What does the ABCDE rule mean?

The ABCDE rule helps you identify concerning moles. Asymmetry means one half doesn't match the other. Border irregularity means uneven edges. Color variation means multiple colors in one mole. Diameter greater than 6mm, roughly the size of a pencil eraser, is concerning. Evolution means any change over time. Any mole exhibiting these features warrants evaluation by a dermatologist.

Is early detection really important for melanoma?

Yes, early detection is absolutely critical for melanoma. Thin melanomas less than 1mm thick have 5-year survival rates exceeding 95 percent, while thick melanomas greater than 4mm have significantly poorer prognosis. Patients with melanomas detected before lymph node involvement have substantially better outcomes than those with advanced disease. This is why we emphasize monthly self-exams and annual professional screenings.

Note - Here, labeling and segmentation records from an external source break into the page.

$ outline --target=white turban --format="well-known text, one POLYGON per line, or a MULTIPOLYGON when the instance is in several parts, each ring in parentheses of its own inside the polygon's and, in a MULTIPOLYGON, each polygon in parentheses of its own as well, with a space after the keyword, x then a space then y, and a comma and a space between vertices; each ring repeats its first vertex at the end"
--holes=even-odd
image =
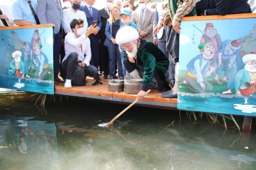
POLYGON ((21 56, 21 52, 20 51, 14 51, 14 52, 12 52, 12 57, 15 58, 15 56, 18 54, 19 55, 19 56, 21 56))
POLYGON ((250 54, 242 57, 242 61, 245 63, 246 61, 255 60, 256 61, 256 54, 250 54))
POLYGON ((115 41, 118 45, 133 42, 139 37, 139 32, 130 26, 124 26, 120 28, 115 36, 115 41))

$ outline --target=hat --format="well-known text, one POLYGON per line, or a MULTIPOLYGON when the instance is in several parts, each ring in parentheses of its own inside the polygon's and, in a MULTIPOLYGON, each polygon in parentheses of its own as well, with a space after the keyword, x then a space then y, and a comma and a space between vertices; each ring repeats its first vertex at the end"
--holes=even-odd
POLYGON ((13 58, 15 58, 15 56, 16 56, 17 54, 19 55, 19 56, 21 56, 21 52, 18 51, 18 50, 14 51, 14 52, 12 52, 12 57, 13 57, 13 58))
POLYGON ((39 47, 40 48, 40 49, 41 48, 41 47, 43 47, 43 45, 41 43, 36 43, 38 45, 39 47))
POLYGON ((122 12, 120 13, 119 16, 121 16, 122 14, 125 14, 126 16, 131 16, 131 14, 130 14, 130 12, 128 10, 123 10, 122 11, 122 12))
POLYGON ((14 31, 14 30, 12 30, 11 32, 10 32, 10 34, 12 34, 12 35, 13 35, 13 34, 14 34, 16 32, 14 31))
POLYGON ((207 23, 205 25, 205 30, 208 27, 215 27, 213 26, 213 24, 212 23, 207 23))
POLYGON ((115 36, 115 41, 118 45, 133 42, 139 37, 139 32, 130 26, 124 26, 120 28, 115 36))
POLYGON ((203 48, 204 48, 204 47, 205 46, 205 45, 207 45, 207 43, 202 43, 202 44, 200 44, 200 45, 198 45, 198 48, 200 49, 200 50, 203 49, 203 48))
POLYGON ((248 61, 256 60, 256 52, 253 52, 253 54, 246 54, 242 57, 242 59, 244 63, 248 61))
POLYGON ((22 45, 23 45, 23 47, 26 47, 27 43, 26 43, 25 41, 23 41, 23 43, 22 43, 22 45))
POLYGON ((241 46, 240 45, 240 42, 237 39, 230 41, 228 45, 230 48, 231 48, 234 50, 238 50, 241 47, 241 46))

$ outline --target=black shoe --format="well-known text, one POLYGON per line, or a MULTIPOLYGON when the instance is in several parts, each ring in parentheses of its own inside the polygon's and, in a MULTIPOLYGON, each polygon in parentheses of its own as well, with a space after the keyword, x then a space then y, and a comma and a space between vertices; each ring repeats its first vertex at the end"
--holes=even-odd
POLYGON ((170 90, 169 89, 167 89, 164 87, 157 87, 157 88, 156 88, 156 89, 157 90, 157 92, 167 92, 167 91, 170 90))
POLYGON ((178 98, 178 94, 172 94, 173 90, 170 90, 163 94, 163 98, 178 98))
POLYGON ((108 75, 106 75, 106 74, 104 75, 103 79, 108 79, 108 75))

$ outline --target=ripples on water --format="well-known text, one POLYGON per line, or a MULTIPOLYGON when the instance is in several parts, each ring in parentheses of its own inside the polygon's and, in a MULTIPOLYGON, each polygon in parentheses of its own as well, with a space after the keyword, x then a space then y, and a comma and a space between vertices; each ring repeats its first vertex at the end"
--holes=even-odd
POLYGON ((255 169, 254 124, 246 137, 232 122, 134 106, 102 128, 127 105, 56 96, 43 110, 30 94, 0 93, 0 169, 255 169))

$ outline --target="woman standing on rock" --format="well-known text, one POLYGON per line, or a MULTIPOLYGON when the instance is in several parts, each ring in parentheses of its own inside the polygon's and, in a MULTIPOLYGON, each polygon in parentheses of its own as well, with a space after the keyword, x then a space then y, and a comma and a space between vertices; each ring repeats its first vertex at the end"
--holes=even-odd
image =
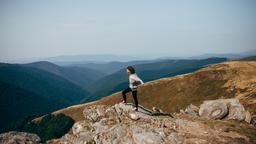
POLYGON ((135 73, 135 69, 132 66, 128 66, 126 70, 129 75, 129 87, 122 91, 123 103, 126 104, 126 93, 131 91, 135 103, 134 110, 138 111, 139 103, 137 98, 137 88, 139 85, 144 84, 144 82, 138 77, 138 75, 135 73))

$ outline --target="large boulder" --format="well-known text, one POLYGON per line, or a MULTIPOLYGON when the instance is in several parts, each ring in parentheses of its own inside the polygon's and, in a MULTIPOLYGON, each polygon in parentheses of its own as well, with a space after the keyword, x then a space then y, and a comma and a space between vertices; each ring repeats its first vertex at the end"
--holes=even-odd
POLYGON ((1 144, 39 144, 40 138, 36 134, 11 131, 0 134, 1 144))
POLYGON ((200 106, 199 115, 206 119, 234 119, 243 121, 245 109, 238 99, 218 99, 204 101, 200 106))

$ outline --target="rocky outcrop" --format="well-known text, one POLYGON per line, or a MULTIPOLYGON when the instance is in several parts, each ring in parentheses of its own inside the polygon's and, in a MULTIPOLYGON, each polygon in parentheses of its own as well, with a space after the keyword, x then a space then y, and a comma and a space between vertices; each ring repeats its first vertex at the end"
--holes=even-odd
POLYGON ((206 119, 245 120, 245 109, 238 99, 208 100, 200 106, 199 115, 206 119))
POLYGON ((0 134, 1 144, 39 144, 40 138, 36 134, 11 131, 0 134))
POLYGON ((84 120, 76 122, 70 133, 48 143, 252 143, 249 137, 235 131, 233 126, 219 121, 211 122, 210 125, 208 120, 198 116, 196 111, 199 108, 193 105, 186 110, 192 116, 154 116, 141 108, 139 112, 132 109, 132 105, 126 104, 90 106, 83 111, 84 120))

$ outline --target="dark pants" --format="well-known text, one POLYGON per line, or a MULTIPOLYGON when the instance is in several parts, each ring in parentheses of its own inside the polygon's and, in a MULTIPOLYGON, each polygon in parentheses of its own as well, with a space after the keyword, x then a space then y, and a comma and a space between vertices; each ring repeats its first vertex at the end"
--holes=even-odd
POLYGON ((138 108, 138 98, 137 98, 137 90, 132 90, 130 87, 126 88, 122 91, 124 102, 126 102, 126 93, 132 92, 133 100, 136 108, 138 108))

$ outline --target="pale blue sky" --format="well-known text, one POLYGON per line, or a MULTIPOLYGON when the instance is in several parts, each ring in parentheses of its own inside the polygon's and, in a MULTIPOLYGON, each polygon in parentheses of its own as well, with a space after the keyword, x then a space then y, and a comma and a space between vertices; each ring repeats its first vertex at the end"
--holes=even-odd
POLYGON ((256 49, 255 0, 1 0, 0 60, 256 49))

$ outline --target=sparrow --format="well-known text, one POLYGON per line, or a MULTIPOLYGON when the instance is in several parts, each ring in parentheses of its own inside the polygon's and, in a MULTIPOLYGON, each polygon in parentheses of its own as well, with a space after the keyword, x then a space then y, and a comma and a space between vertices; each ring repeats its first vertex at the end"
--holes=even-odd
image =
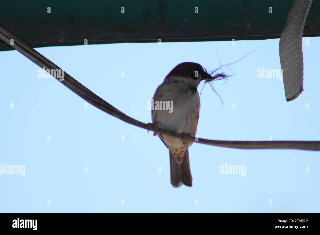
MULTIPOLYGON (((196 135, 200 108, 197 88, 201 81, 212 78, 199 64, 181 63, 167 75, 152 98, 152 125, 181 134, 182 137, 180 139, 154 134, 159 137, 169 150, 170 182, 174 188, 182 184, 192 186, 188 150, 192 142, 182 140, 182 138, 196 135), (161 105, 159 108, 159 104, 172 104, 171 109, 161 108, 164 107, 161 105)), ((170 107, 170 105, 168 106, 170 107)))

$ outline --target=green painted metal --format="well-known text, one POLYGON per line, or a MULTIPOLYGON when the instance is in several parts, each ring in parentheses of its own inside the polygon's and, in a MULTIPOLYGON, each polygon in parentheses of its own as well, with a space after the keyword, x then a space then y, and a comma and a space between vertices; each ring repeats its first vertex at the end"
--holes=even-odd
MULTIPOLYGON (((314 0, 304 36, 320 36, 314 0)), ((32 47, 278 38, 293 0, 3 1, 0 25, 32 47), (51 8, 51 13, 47 8, 51 8), (121 8, 124 7, 122 13, 121 8), (272 13, 269 12, 269 7, 272 13), (195 7, 199 13, 195 12, 195 7)), ((0 42, 0 51, 12 50, 0 42)))

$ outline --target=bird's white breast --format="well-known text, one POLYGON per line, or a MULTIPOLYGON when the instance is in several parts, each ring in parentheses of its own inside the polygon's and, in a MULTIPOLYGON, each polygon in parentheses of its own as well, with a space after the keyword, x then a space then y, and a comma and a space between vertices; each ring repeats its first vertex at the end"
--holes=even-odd
MULTIPOLYGON (((154 102, 172 101, 171 113, 168 110, 154 110, 152 121, 159 127, 178 133, 185 132, 194 135, 198 124, 200 98, 196 89, 192 90, 185 78, 164 82, 157 89, 154 102)), ((166 143, 177 146, 181 141, 177 138, 164 136, 166 143)))

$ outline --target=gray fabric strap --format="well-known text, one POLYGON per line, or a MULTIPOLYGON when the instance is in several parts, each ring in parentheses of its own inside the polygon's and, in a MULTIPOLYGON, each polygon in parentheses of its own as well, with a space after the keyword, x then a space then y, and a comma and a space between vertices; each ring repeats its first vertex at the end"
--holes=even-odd
POLYGON ((279 43, 287 101, 297 98, 303 90, 303 58, 302 36, 312 0, 295 0, 281 33, 279 43))

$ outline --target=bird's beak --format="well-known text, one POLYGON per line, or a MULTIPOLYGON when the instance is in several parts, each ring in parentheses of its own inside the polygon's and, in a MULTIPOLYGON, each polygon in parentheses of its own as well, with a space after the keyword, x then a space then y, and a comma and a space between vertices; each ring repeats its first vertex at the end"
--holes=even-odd
POLYGON ((210 75, 207 73, 205 73, 205 75, 204 77, 204 80, 206 80, 207 81, 207 80, 211 81, 212 79, 212 77, 211 75, 210 75))

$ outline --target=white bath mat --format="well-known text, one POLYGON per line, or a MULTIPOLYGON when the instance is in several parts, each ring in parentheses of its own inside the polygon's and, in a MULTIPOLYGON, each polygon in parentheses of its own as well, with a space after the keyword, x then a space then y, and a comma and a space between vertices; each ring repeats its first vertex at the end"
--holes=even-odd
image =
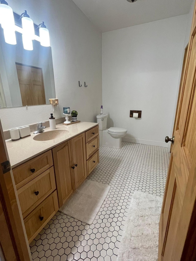
POLYGON ((117 261, 157 261, 163 199, 135 190, 131 201, 117 261))
POLYGON ((59 211, 91 225, 110 189, 108 185, 86 179, 59 211))

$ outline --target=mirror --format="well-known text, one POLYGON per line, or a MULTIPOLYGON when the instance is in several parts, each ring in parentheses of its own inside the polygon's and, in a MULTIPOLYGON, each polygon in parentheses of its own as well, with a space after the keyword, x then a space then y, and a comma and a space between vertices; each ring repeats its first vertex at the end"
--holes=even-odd
POLYGON ((0 108, 49 104, 56 97, 51 47, 33 40, 25 50, 16 35, 16 45, 6 43, 0 29, 0 108))

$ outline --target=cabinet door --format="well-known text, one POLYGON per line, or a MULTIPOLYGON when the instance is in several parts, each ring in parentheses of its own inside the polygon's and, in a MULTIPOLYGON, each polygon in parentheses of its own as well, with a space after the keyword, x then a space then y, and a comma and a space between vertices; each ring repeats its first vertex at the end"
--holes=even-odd
POLYGON ((86 158, 85 135, 78 135, 71 140, 76 188, 85 179, 86 174, 86 158))
POLYGON ((71 141, 66 141, 52 150, 58 203, 61 207, 75 190, 74 172, 71 167, 73 164, 71 141))

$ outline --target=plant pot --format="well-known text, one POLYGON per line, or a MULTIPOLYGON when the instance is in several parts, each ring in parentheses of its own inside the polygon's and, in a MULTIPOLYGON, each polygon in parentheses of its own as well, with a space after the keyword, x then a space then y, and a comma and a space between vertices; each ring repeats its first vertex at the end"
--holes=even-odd
POLYGON ((77 121, 77 117, 72 117, 72 121, 77 121))

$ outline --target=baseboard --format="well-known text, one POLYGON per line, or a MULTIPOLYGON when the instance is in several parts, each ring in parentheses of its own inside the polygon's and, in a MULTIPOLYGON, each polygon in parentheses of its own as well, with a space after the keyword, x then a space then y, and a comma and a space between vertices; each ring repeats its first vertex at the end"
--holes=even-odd
POLYGON ((141 139, 135 139, 134 138, 122 138, 123 141, 133 142, 134 143, 139 143, 140 144, 146 144, 147 145, 153 145, 154 146, 160 146, 160 147, 167 147, 168 144, 164 141, 156 141, 155 140, 142 140, 141 139))

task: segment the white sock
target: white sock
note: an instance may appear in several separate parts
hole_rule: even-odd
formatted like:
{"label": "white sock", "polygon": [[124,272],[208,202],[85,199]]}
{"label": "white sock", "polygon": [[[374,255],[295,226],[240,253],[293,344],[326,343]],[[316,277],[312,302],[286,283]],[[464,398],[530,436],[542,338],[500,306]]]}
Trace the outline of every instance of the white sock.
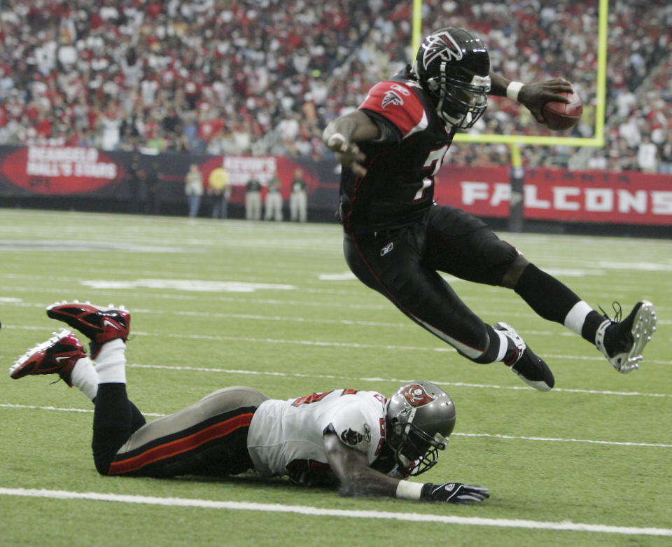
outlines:
{"label": "white sock", "polygon": [[583,300],[577,302],[565,317],[565,326],[580,336],[583,324],[592,311],[593,308]]}
{"label": "white sock", "polygon": [[509,349],[509,339],[501,331],[495,331],[499,337],[499,352],[497,354],[497,359],[495,361],[504,361],[504,356],[506,355],[506,350]]}
{"label": "white sock", "polygon": [[121,338],[103,345],[96,357],[99,384],[126,383],[126,344]]}
{"label": "white sock", "polygon": [[88,357],[78,359],[70,374],[72,385],[83,393],[90,401],[98,392],[98,373],[93,368],[93,361]]}

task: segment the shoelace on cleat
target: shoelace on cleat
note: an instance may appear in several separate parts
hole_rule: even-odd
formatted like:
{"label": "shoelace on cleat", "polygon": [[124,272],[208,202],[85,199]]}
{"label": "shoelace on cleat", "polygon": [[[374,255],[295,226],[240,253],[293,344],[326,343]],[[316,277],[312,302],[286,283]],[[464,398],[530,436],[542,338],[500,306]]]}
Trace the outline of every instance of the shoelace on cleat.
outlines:
{"label": "shoelace on cleat", "polygon": [[602,306],[598,306],[598,307],[600,308],[600,311],[602,312],[602,317],[603,317],[606,319],[610,319],[613,323],[620,323],[621,319],[623,317],[623,308],[621,307],[620,303],[614,300],[611,303],[611,307],[614,310],[613,319],[611,319],[607,312],[602,309]]}

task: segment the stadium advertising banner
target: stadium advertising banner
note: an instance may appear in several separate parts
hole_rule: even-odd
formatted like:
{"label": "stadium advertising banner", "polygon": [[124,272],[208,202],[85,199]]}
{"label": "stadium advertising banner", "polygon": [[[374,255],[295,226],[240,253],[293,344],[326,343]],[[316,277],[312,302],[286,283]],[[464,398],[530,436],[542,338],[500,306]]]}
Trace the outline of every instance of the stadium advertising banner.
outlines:
{"label": "stadium advertising banner", "polygon": [[[509,215],[510,179],[507,167],[447,165],[436,177],[435,197],[478,216],[504,218]],[[669,175],[528,169],[522,199],[524,217],[533,220],[672,224]]]}
{"label": "stadium advertising banner", "polygon": [[0,170],[18,188],[44,194],[89,193],[124,177],[121,165],[80,146],[18,148],[2,158]]}
{"label": "stadium advertising banner", "polygon": [[[244,201],[251,178],[265,186],[274,175],[288,200],[291,181],[302,176],[308,207],[332,212],[338,202],[340,166],[333,159],[275,155],[214,156],[166,153],[140,154],[77,146],[0,146],[0,196],[79,196],[134,202],[151,199],[186,202],[184,179],[191,163],[207,181],[216,167],[229,172],[230,201]],[[511,200],[507,167],[444,165],[435,179],[435,198],[482,217],[507,218]],[[672,176],[639,172],[527,169],[524,218],[560,222],[672,226]],[[6,200],[5,200],[6,202]],[[329,218],[328,215],[327,218]]]}

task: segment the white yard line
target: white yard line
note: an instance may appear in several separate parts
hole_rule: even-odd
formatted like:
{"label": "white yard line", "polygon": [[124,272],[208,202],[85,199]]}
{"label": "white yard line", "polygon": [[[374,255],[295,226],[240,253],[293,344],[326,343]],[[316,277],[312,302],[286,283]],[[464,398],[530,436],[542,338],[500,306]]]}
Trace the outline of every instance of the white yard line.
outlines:
{"label": "white yard line", "polygon": [[[35,405],[20,405],[10,403],[0,403],[0,408],[14,408],[30,410],[52,410],[55,412],[73,412],[78,413],[93,413],[93,408],[68,408],[57,406],[38,406]],[[165,414],[158,413],[143,413],[146,417],[161,417]],[[643,448],[672,448],[672,444],[664,443],[634,443],[622,441],[597,441],[587,438],[562,438],[560,437],[526,437],[523,436],[502,435],[493,433],[453,433],[453,436],[499,438],[507,441],[533,441],[543,443],[582,443],[585,444],[606,445],[609,446],[636,446]]]}
{"label": "white yard line", "polygon": [[413,522],[439,522],[446,525],[466,526],[490,526],[500,528],[524,528],[567,532],[590,532],[598,534],[620,534],[634,536],[672,536],[672,529],[637,527],[634,526],[610,526],[601,524],[586,524],[563,521],[559,522],[522,519],[483,518],[481,517],[458,517],[450,515],[432,515],[419,513],[396,513],[393,511],[356,511],[330,509],[304,505],[282,504],[258,504],[248,501],[217,501],[211,499],[191,498],[157,497],[119,494],[104,494],[94,492],[71,492],[29,488],[0,488],[0,495],[50,498],[56,499],[86,499],[96,501],[113,501],[122,504],[167,507],[198,507],[205,509],[228,511],[253,511],[265,513],[291,513],[316,517],[342,517],[346,518],[372,518],[400,520]]}

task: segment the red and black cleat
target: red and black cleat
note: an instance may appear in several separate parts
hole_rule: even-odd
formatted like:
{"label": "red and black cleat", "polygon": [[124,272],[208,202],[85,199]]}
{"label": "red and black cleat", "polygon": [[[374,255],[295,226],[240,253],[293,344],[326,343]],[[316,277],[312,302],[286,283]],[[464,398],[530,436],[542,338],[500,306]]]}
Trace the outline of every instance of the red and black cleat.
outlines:
{"label": "red and black cleat", "polygon": [[91,340],[91,356],[95,357],[100,347],[111,340],[128,339],[131,314],[123,306],[107,307],[90,303],[61,302],[47,307],[47,315],[67,323]]}
{"label": "red and black cleat", "polygon": [[70,379],[72,369],[79,359],[85,356],[86,352],[77,337],[63,328],[14,361],[9,369],[9,375],[18,380],[24,376],[57,374],[72,387]]}

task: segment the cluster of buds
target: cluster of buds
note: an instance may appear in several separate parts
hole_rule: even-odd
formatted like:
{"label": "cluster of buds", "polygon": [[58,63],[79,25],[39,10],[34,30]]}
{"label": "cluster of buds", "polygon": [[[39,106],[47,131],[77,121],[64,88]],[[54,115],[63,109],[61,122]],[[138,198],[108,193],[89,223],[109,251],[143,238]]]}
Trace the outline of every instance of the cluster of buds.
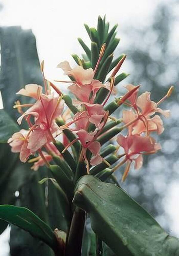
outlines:
{"label": "cluster of buds", "polygon": [[[20,152],[20,160],[23,162],[27,161],[31,155],[35,156],[35,158],[29,161],[35,163],[32,167],[34,170],[36,170],[39,166],[45,164],[49,167],[53,156],[63,158],[66,151],[79,141],[80,148],[78,160],[85,162],[88,173],[90,173],[91,166],[98,165],[102,162],[110,167],[110,164],[100,154],[101,145],[99,139],[109,120],[115,120],[110,116],[109,112],[106,110],[105,106],[111,95],[117,93],[114,86],[115,76],[126,56],[120,61],[108,81],[103,83],[94,79],[94,77],[105,48],[104,44],[94,70],[92,68],[84,69],[80,62],[80,65],[73,68],[66,61],[58,65],[57,67],[62,68],[72,80],[56,80],[62,84],[70,83],[68,89],[76,97],[72,99],[71,109],[70,108],[64,111],[63,97],[64,97],[61,90],[45,79],[43,62],[41,66],[45,93],[43,93],[41,86],[33,84],[26,85],[24,89],[17,93],[32,97],[36,101],[30,104],[21,105],[19,102],[16,103],[14,107],[17,108],[21,114],[18,122],[20,125],[24,119],[28,123],[29,129],[27,131],[22,129],[14,134],[8,142],[12,147],[13,152]],[[142,165],[142,154],[154,154],[161,148],[160,145],[156,142],[150,133],[156,131],[160,134],[163,131],[163,122],[160,117],[155,114],[158,112],[166,117],[169,116],[169,111],[163,110],[158,106],[170,96],[173,89],[173,87],[171,87],[166,95],[156,103],[151,101],[149,92],[138,96],[139,85],[128,85],[125,87],[128,91],[116,101],[118,107],[125,104],[131,108],[130,110],[123,111],[122,122],[124,125],[119,130],[121,131],[126,128],[127,134],[126,137],[118,135],[117,141],[124,150],[124,153],[118,158],[123,159],[122,158],[120,163],[111,169],[112,173],[125,163],[123,180],[127,175],[132,161],[135,163],[135,168],[139,169]],[[51,93],[51,87],[58,96],[56,93]],[[96,99],[99,91],[103,88],[107,92],[107,96],[103,102],[99,104]],[[25,112],[22,111],[23,108],[29,107]],[[75,111],[71,111],[72,108]],[[63,122],[60,125],[58,122],[59,118]],[[73,134],[74,139],[71,141],[69,141],[63,134],[67,130]],[[61,134],[63,134],[64,146],[63,150],[60,152],[55,146],[56,137]],[[104,133],[103,134],[104,135]]]}

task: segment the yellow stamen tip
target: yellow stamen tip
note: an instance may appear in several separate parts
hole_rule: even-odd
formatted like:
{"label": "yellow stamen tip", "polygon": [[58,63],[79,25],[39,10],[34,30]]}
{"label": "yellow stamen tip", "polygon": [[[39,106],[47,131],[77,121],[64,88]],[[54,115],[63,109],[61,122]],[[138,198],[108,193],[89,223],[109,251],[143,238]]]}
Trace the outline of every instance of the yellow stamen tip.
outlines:
{"label": "yellow stamen tip", "polygon": [[105,49],[106,44],[104,43],[104,44],[101,46],[101,50],[100,50],[100,52],[99,53],[99,56],[100,57],[102,57],[103,56],[103,54],[104,54],[105,51]]}
{"label": "yellow stamen tip", "polygon": [[173,91],[174,89],[174,86],[172,85],[171,86],[170,86],[169,90],[168,91],[168,92],[166,94],[166,96],[167,97],[170,97],[170,96],[171,95],[171,94],[172,94],[172,92]]}
{"label": "yellow stamen tip", "polygon": [[41,70],[41,72],[43,72],[44,71],[44,60],[42,61],[41,62],[41,63],[40,65],[40,70]]}

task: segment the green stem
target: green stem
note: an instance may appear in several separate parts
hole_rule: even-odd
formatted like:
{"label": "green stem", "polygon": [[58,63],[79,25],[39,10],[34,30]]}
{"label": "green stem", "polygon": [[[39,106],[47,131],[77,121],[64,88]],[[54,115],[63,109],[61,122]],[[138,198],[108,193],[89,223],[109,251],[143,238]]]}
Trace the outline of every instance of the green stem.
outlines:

What happens after melanoma treatment?

After melanoma treatment, regular follow-up is essential to detect any recurrence early. You'll have frequent clinical skin exams, with frequency depending on your melanoma stage and risk factors. Some patients benefit from baseline imaging and periodic follow-up imaging. Lifelong sun protection and monthly self-examination are important. Most importantly, continue vigilant skin monitoring for new or changing lesions.